The menu for the new Hi-Lo Diner includes trendy cocktails (#AmIRite-O Sour and Alexander Hamilton) and pulled pork sandwiched between fried dough (Notorious P.I.G.), and the restaurant draws visitors including Adele. But restoring the diner was no picnic, says Harwin. “I lost a ton of money on that,” Harwin says of the Venus Diner project. “It was deceptively nice looking when I bought it, but underneath, it ended up being so much more than that… Everyone would run the other way. It looks like a disaster.”
In the end, the Hi-Lo wasn’t a disaster—but that’s a testament to Harwin’s expertise and thoroughness. “I underestimated what I had to do, but as I got into it, I started learning a lot of things,” he says. “You can't cut corners. It’s just not the way to do it.” His meticulous style helps ensure that people know he’s the one to call, even if he doesn’t publicly list his phone number.
Former owners and new owners alike appreciate Harwin’s work. “Steve was really picky about what we chose,” says Jeff Castree, who with his wife Vonnie owns the Broadway Diner, formerly Rosie’s Diner, in Baraboo, Wisconsin.
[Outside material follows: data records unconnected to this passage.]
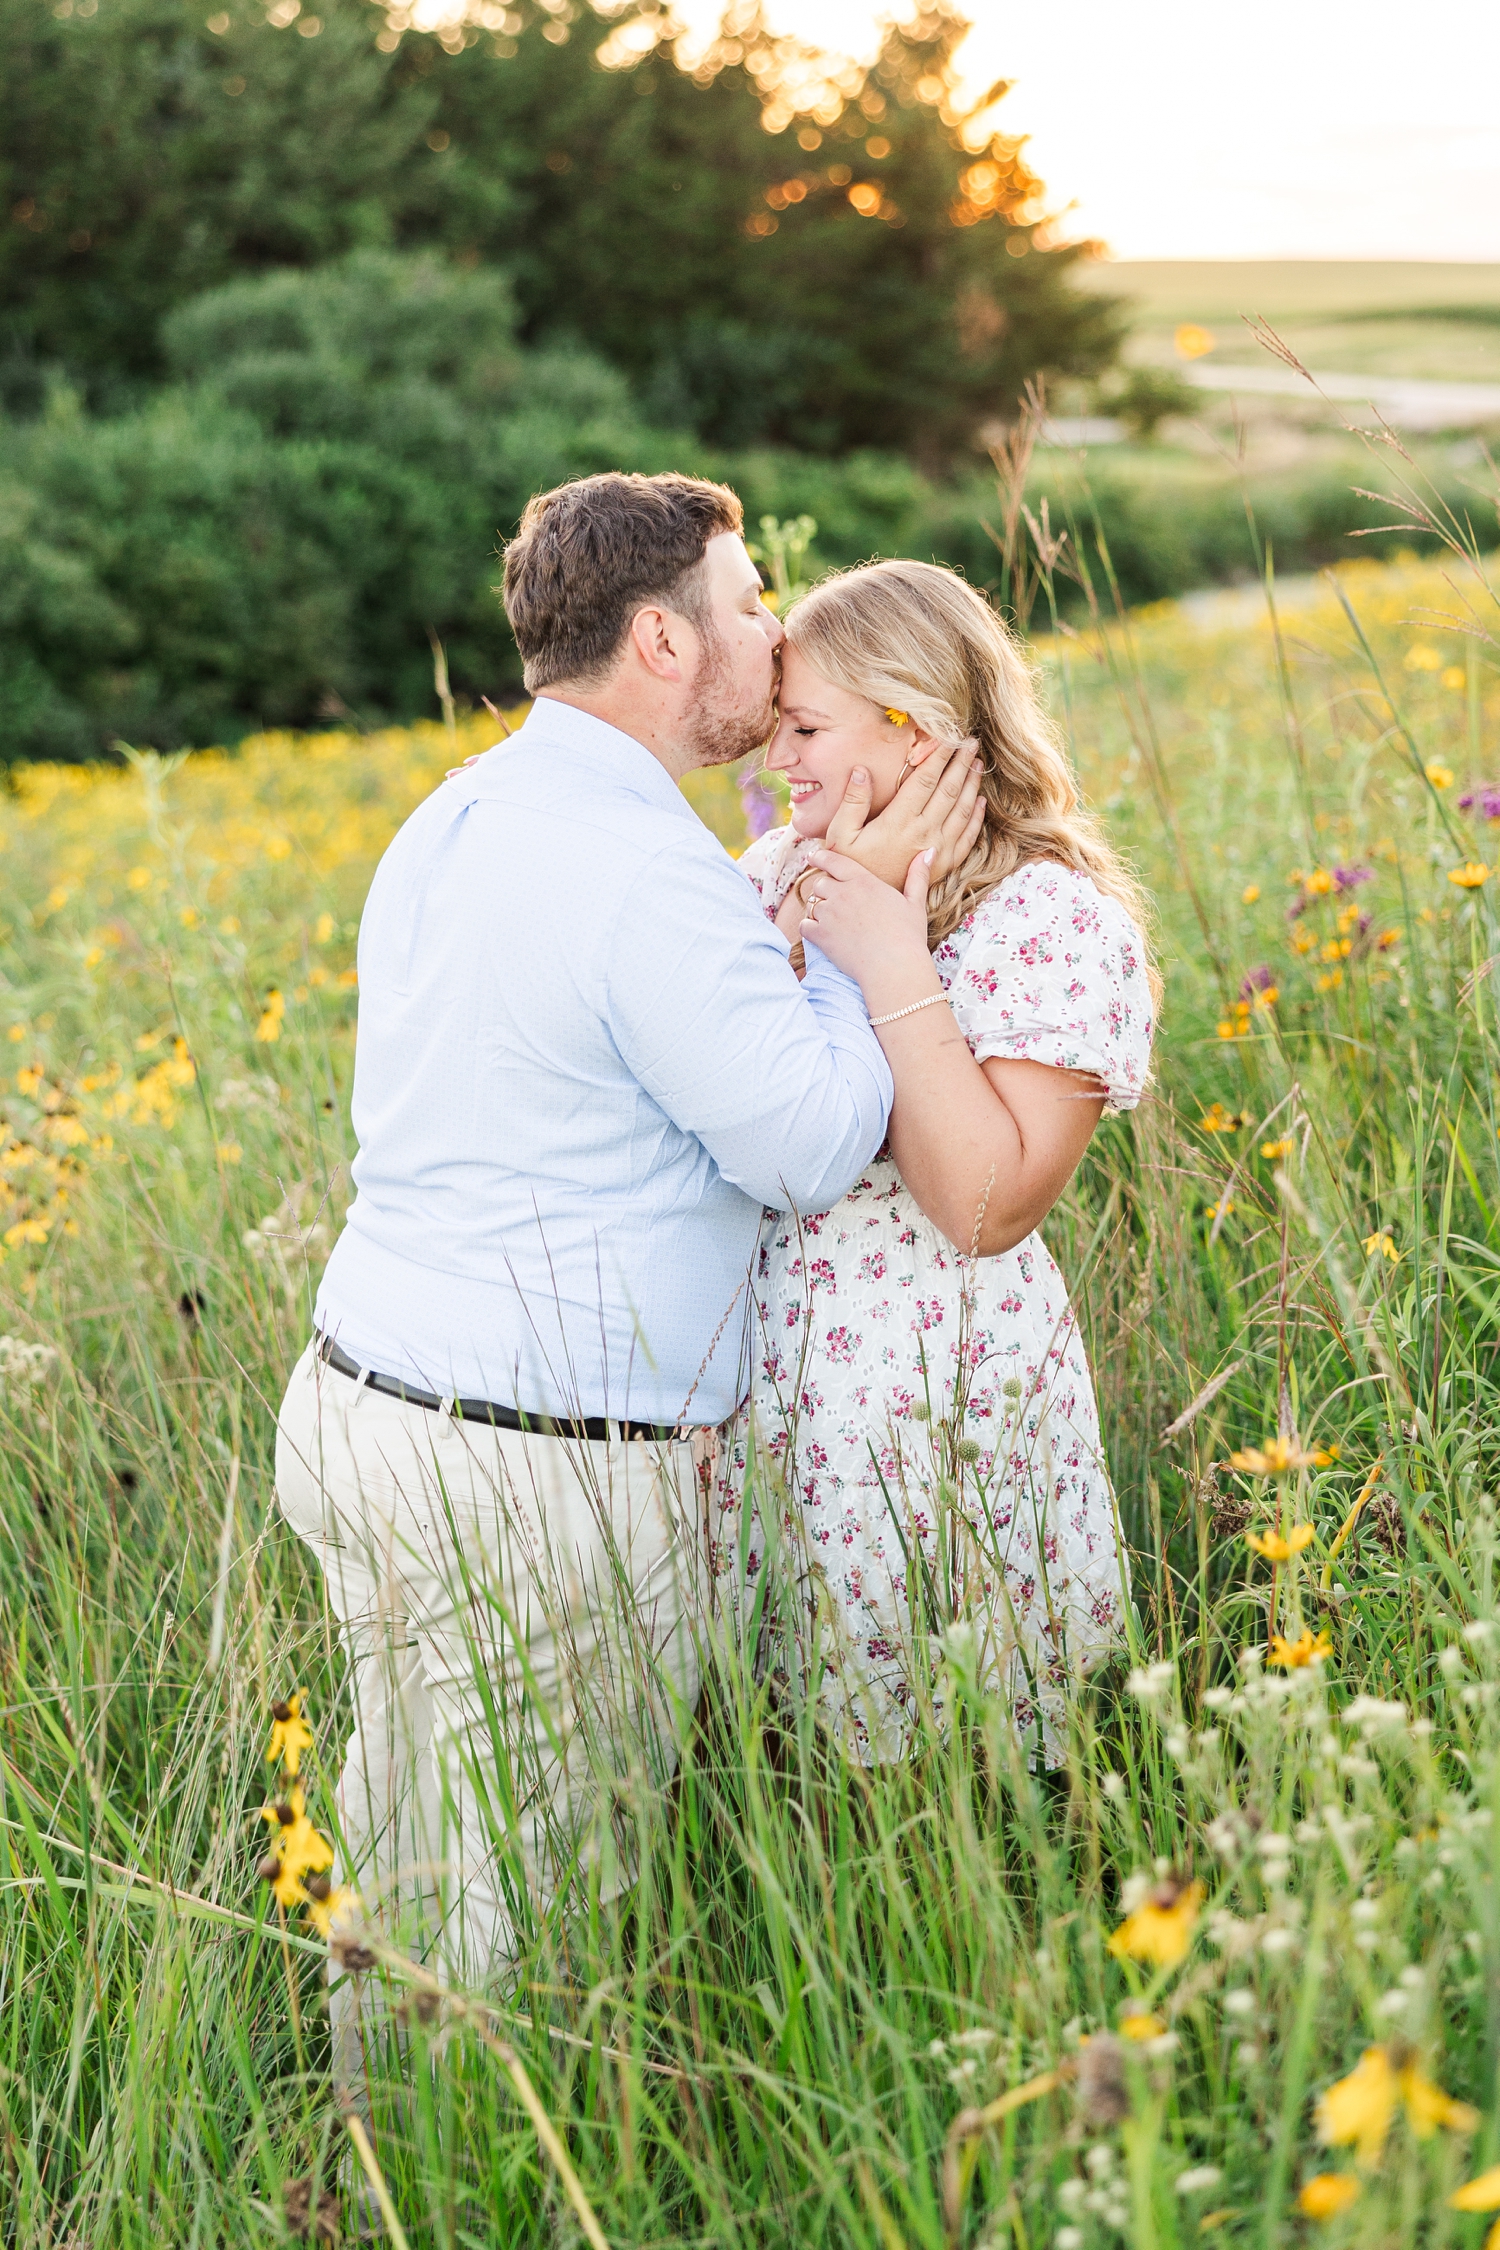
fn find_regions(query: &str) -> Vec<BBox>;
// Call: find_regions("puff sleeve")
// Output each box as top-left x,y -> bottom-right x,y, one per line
934,863 -> 1154,1114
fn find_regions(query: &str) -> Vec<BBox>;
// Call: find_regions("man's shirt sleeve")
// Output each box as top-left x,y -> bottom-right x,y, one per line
602,839 -> 893,1213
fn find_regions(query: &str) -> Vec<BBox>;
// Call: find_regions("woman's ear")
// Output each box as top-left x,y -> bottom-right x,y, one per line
903,724 -> 941,768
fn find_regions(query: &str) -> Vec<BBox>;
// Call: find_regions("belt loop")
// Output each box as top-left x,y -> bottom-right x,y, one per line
437,1392 -> 456,1425
350,1365 -> 373,1410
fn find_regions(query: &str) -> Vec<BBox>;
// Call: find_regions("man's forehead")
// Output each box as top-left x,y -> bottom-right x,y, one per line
705,529 -> 758,582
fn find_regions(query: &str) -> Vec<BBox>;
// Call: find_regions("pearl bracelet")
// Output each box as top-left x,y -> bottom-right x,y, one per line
868,990 -> 949,1028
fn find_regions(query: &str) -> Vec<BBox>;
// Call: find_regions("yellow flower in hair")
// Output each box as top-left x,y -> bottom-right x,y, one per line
885,708 -> 910,726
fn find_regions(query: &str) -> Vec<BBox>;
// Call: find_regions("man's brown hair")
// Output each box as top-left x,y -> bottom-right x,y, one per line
502,471 -> 745,692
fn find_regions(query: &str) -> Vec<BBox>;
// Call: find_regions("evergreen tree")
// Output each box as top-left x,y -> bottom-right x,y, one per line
0,0 -> 1122,456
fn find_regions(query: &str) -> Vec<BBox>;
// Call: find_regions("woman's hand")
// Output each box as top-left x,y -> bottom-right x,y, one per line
827,737 -> 984,890
796,845 -> 940,1019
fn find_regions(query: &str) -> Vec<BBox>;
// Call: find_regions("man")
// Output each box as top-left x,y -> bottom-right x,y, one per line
273,472 -> 894,2068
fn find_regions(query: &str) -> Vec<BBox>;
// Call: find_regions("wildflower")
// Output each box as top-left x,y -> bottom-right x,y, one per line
1199,1103 -> 1248,1134
1404,645 -> 1443,671
1363,1231 -> 1399,1262
1261,1137 -> 1294,1160
302,1873 -> 359,1940
1268,1628 -> 1332,1669
1315,2045 -> 1477,2167
1291,924 -> 1318,954
260,1851 -> 310,1911
1246,1523 -> 1315,1561
1305,868 -> 1336,897
1229,1437 -> 1317,1475
1449,862 -> 1489,889
1299,2175 -> 1360,2218
1450,2168 -> 1500,2213
884,709 -> 910,726
254,989 -> 286,1042
1175,323 -> 1215,359
1108,1875 -> 1203,1968
1333,865 -> 1373,891
266,1692 -> 314,1777
1120,2009 -> 1165,2040
260,1786 -> 334,1885
1175,2168 -> 1224,2196
1242,883 -> 1261,903
1457,786 -> 1500,821
314,911 -> 335,943
1426,762 -> 1455,790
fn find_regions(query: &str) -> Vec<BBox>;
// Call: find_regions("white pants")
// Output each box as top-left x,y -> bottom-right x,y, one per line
274,1342 -> 701,2092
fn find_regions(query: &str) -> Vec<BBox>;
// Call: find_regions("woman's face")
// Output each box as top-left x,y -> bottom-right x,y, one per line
763,642 -> 917,839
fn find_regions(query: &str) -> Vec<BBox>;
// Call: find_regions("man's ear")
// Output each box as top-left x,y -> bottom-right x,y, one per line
627,603 -> 693,684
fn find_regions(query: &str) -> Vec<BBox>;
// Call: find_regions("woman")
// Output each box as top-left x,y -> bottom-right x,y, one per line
715,559 -> 1155,1762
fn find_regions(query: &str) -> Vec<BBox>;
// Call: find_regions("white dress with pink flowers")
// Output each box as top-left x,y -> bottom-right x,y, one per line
713,825 -> 1154,1763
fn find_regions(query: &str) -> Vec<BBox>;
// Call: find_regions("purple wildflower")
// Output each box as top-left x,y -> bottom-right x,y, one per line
1240,963 -> 1276,998
739,767 -> 779,841
1332,865 -> 1373,891
1458,785 -> 1500,820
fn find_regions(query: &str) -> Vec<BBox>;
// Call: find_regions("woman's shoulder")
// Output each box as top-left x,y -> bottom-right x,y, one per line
938,859 -> 1145,968
737,822 -> 810,906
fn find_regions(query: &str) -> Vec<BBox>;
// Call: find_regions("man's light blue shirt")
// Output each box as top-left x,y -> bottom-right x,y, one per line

The diner opened in 2012 in a historic part of town, and serves nearly 2,000 people a week. The owners received financial support from the city, and the Broadway Diner—though new in town —sits on the historic registry. Part of Jeff Castree’s dream was to cook in front of customers, which became a matter of handiwork for Harwin—along with an expanded vestibule to keep waiting guests warm during the icy winters.
Once, a gaggle of older women passing through Wisconsin stopped for a meal, and one said she was from Groton, Connecticut, where the diner once lived—first as “Twin Bridge Diner,” and then under new ownership, as “Rosie’s.”
“Have you been to Rosie’s Diner?” Castree asked. “Well, you’re eating here again.”
Denise Worthy, a military veteran who worked in the Ohio prison system for 12 years before quitting to run her family’s restaurant, has also met some of her new diner’s old patrons. Harwin found Worthy a stainless steel diner car, with sunburst accents and its original booths, which she attached to Nancy's, the Cleveland restaurant founded by her parents.
Before it moved to Ohio, the diner lived in Boston, as “The Big Dig Diner,” named after a transportation project that dug tunnels across the city. In Boston, the diner opened in 1998 to help troubled teens rebuild their lives. After the Big Dig became part of Nancy’s, the previous owner and some regular patrons tracked it down to Cleveland and visited. The past was commemorated with a double-decker handheld called “The Big Dig Burger.”
Vintage diners have weathered long journeys and decades of history, but Harwin is not trying to mask their scars. For him, the job is a fair amount of reconciling the old with the new. “I'm a preservationist, and I'm trying to do historic preservation,” he says. “I would find ways to make a diner look totally authentic and original, but get the benefits of better, formal efficiencies.”
Their survival and story, he recognizes, begins when his work is done. “A diner has to have an owner’s personality,” he says. “It can't be anything else.”